Lithuania: The TRANSVAL-EU piloting phase as a success story

Lithuania was one of the countries actively involved in the piloting phase of the TRANSVAL-EU project. Before the piloting phase, the main target group – teachers and trainers from vocational schools participated in a national training. The training offered an extensive overview of the project to the participants, encouraging them to develop their knowledge about transversal skills in the context of vocational education and training, and preparing them for the piloting phase.

Three vocational schools hosted the piloting phase for the assessment of  transversal competencies of the students. The outcomes were considered to be a success story by the Lithuanian experts involved in the TRANSVAL-EU project based on the feedback received from participants: After the end of the piloting phase, all teachers and project experts gathered for a one day meeting to exchange their insights, experiences and questions from their communication with students at the vocational schools. Discussions have shown that piloting exercise was appreciated both by teachers and students.

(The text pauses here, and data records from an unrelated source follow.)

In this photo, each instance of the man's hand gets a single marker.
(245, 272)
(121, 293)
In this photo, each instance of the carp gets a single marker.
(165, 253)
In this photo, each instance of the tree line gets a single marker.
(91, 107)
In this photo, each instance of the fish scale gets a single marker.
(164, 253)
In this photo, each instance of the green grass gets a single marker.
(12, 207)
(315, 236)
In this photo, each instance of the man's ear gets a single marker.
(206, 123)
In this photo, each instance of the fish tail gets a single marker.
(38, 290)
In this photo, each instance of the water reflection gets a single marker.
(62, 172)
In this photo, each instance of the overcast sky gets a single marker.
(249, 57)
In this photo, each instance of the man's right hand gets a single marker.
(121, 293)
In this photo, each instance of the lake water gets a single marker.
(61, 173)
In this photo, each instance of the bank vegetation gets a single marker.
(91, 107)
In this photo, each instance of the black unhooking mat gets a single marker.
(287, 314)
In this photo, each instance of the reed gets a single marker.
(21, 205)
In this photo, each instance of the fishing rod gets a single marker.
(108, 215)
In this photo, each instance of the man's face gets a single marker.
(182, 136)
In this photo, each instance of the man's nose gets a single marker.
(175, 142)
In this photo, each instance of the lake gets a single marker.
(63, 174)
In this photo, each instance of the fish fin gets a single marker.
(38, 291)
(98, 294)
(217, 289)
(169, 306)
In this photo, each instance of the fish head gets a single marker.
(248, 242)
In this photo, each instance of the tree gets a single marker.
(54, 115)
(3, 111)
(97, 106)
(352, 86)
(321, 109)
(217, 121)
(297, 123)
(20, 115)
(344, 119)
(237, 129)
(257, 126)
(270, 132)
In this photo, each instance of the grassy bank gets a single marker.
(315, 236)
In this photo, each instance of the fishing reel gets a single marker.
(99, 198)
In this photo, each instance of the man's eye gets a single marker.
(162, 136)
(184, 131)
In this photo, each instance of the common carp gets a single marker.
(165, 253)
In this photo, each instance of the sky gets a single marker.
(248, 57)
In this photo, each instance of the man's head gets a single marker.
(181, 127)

First, teachers were able get to know their students much better than before. Students welcomed positively the availability of such a tool that helped them to make a deeper analysis of their personal/generic/transversal skills. As an important feedback, the majority of teachers confirmed that at the beginning their students were not aware of the concept of transversal skills, nor the possibility to get them validated, and therefore they had to offer an introduction before the piloting phase. It was noticed that adult students with an already existing experience in a work context adapted more easily and were more motivated throughout the process. For some students, it was a moment to discover their own skills that they were not aware of before. 

There were also a few challenges discussed during this meeting: The participants in the piloting phase had very different experience levels and the assessors had different personality types and subjective approaches. This showed the necessity to have a rich  set of assessment methods as the use of same method did not prove to be effective and productive in different cases and circumstances. The process is time consuming, so both the teacher (assessor) and students should be made aware of the required effort in advance to be able to keep their motivation throughout the process.

Finally, all teachers shared the common idea that assessment and validation of transversal skills in the setting of vocational schools, would be an effective tool for career development.